Implementation:FlagOpen FlagEmbedding VideoLLaVA Choice Bench
| Knowledge Sources | |
|---|---|
| Domains | Video Understanding, Multiple Choice Evaluation, MLVU Benchmark |
| Last Updated | 2026-02-09 00:00 GMT |
Overview
An evaluation script for Video-LLaVA model on multiple-choice video understanding tasks from the MLVU benchmark.
Description
This implementation provides an evaluation pipeline for the Video-LLaVA-7B model on MLVU benchmark's choice-based tasks. The script evaluates video understanding across seven task types: count, ego, needle, order, plotQA, anomaly recognition, and topic reasoning. Unlike VideoChat2 implementation, this uses the LanguageBind Video-LLaVA architecture with its native video processor and conversation templates. The model is loaded with 4-bit quantization for efficient inference and uses a specific prompt format with image tokens for video frames. The evaluation focuses on selecting the best answer from multiple choices based on video content.
Usage
Use this script to evaluate Video-LLaVA models on MLVU benchmark's multiple-choice tasks. It is particularly suited for assessing long video understanding capabilities with the LLaVA conversation framework.
Code Reference
Source Location
- Repository: FlagOpen_FlagEmbedding
- File: research/MLVU/evaluation/models/videollava/choice_bench.py
- Lines: 1-261
Key Components
class MLVU(Dataset):
def __init__(self, data_dir, data_list):
# Dataset for Video-LLaVA evaluation
def qa_template(self, data):
question = f"Question: {data['question']}\n"
question += "Options:\n"
for idx, c in enumerate(data['candidates']):
question += f"({chr(ord('A') + idx)}) {c}\n"
return question, answer
def check_ans(pred, gt):
# Extract and compare predicted answer option
Import
# Video-LLaVA components
from videollava.constants import IMAGE_TOKEN_INDEX, DEFAULT_IMAGE_TOKEN
from videollava.conversation import conv_templates, SeparatorStyle
from videollava.model.builder import load_pretrained_model
from videollava.utils import disable_torch_init
from videollava.mm_utils import tokenizer_image_token, get_model_name_from_path, KeywordsStoppingCriteria
# Standard libraries
import torch
import json
from tqdm import tqdm
import os
I/O Contract
Inputs
| Name | Type | Required | Description |
|---|---|---|---|
| data_dir | str | Yes | Directory containing MLVU JSON annotation files |
| data_list | dict | Yes | Task type to (json_file, video_dir, data_type) mapping |
| model_path | str | Yes | Path to Video-LLaVA model (default: LanguageBind/Video-LLaVA-7B) |
| device | str | Yes | CUDA device identifier (e.g., 'cuda:6') |
| load_4bit | bool | No | Enable 4-bit quantization (default: True) |
Outputs
| Name | Type | Description |
|---|---|---|
| test_all_choice.json | JSON file | Accuracy dictionary and detailed results list |
| bench_all.json | JSON file | Per-task accuracy and average accuracy |
| Console output | text | Part accuracy and progress information per task |
Usage Examples
# Initialize model
disable_torch_init()
model_path = 'LanguageBind/Video-LLaVA-7B'
device = 'cuda:6'
load_4bit, load_8bit = True, False
tokenizer, model, processor, _ = load_pretrained_model(
model_path, None, get_model_name_from_path(model_path),
load_8bit, load_4bit, device=device
)
video_processor = processor['video']
# Setup conversation
conv_mode = "llava_v1"
conv = conv_templates[conv_mode].copy()
# Process video and generate prediction
video_tensor = video_processor(video_path, return_tensors='pt')['pixel_values']

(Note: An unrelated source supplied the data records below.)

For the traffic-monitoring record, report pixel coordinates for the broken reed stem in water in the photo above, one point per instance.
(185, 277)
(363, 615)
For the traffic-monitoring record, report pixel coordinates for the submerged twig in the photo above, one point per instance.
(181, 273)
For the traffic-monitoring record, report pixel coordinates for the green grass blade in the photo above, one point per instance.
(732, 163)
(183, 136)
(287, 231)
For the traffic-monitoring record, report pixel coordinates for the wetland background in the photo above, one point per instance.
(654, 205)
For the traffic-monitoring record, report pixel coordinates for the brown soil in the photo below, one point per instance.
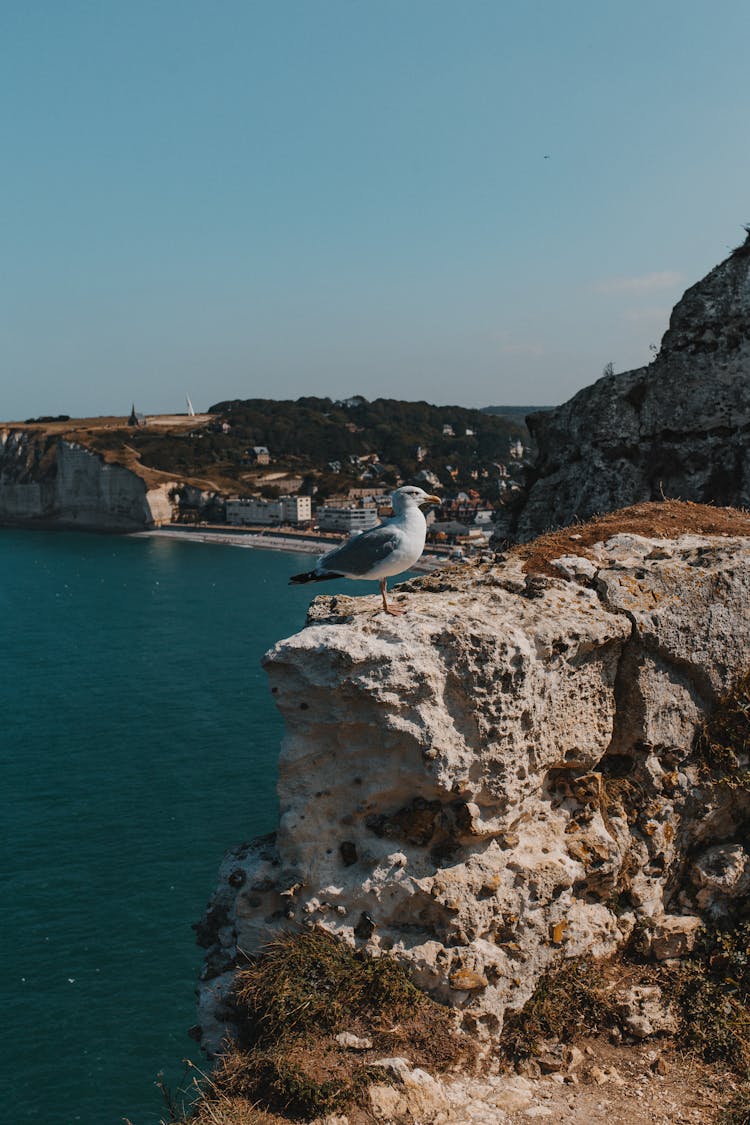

tensor = video_tensor.to(model.device, dtype=torch.float16)
inp = ' '.join([DEFAULT_IMAGE_TOKEN] * model.get_video_tower().config.num_frames) + '\n' + question
conv.system = "Carefully watch this video and pay attention to every detail."
conv.append_message(conv.roles[0], inp)
conv.append_message(conv.roles[1], "Best Option: (")
prompt = get_prompt2(conv)
input_ids = tokenizer_image_token(prompt, tokenizer, IMAGE_TOKEN_INDEX, return_tensors='pt')
output_ids = model.generate(
input_ids,
images=tensor,
do_sample=True,
temperature=0.1,
max_new_tokens=1024
)